Après avoir complété l’acquisition de Moveworks, voilà qu’il annonce la disponibilité générale d’EmployeeWorks. Il s’agit d’un portail qui intègre les capacités de plateforme Moveworks, dont la recherche augmentée à l’IA, l’accès à un assistant IA, des tableaux de bord et des agents IA. Cette couche peut être connectée à Teams, Slack et elle est accessible depuis un portail Web ou sur mobile.
Selon ServiceNow, il ne s’agit pas seulement de rechercher des informations ou d’inspecter le travail accompli. Le portail est un point d’entrée pour exécuter des tâches.

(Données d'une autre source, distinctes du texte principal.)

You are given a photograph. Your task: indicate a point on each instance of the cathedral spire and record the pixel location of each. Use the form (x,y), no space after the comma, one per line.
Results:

« ServiceNow EmployeeWorks peut agir en accomplissant des tâches telles que récupérer des informations à partir d’un document de politique dans SharePoint, peut-être vérifier le statut à l’intérieur de ServiceNow, référencer un fil de discussion Slack, et synthétiser tout cela en un résultat exploitable », affirme Bhavin Shah, fondateur et ex-CEO de Moveworks, devenu SVP et directeur général Moveworks chez ServiceNow. « Il peut également gérer et acheminer des approbations. Il est capable d’orchestrer des workflows, de mettre à jour des systèmes et de respecter les politiques d’entreprise, tout en ne sollicitant que les décisions nécessitant un jugement humain », assure-t-il, lors d’un point presse.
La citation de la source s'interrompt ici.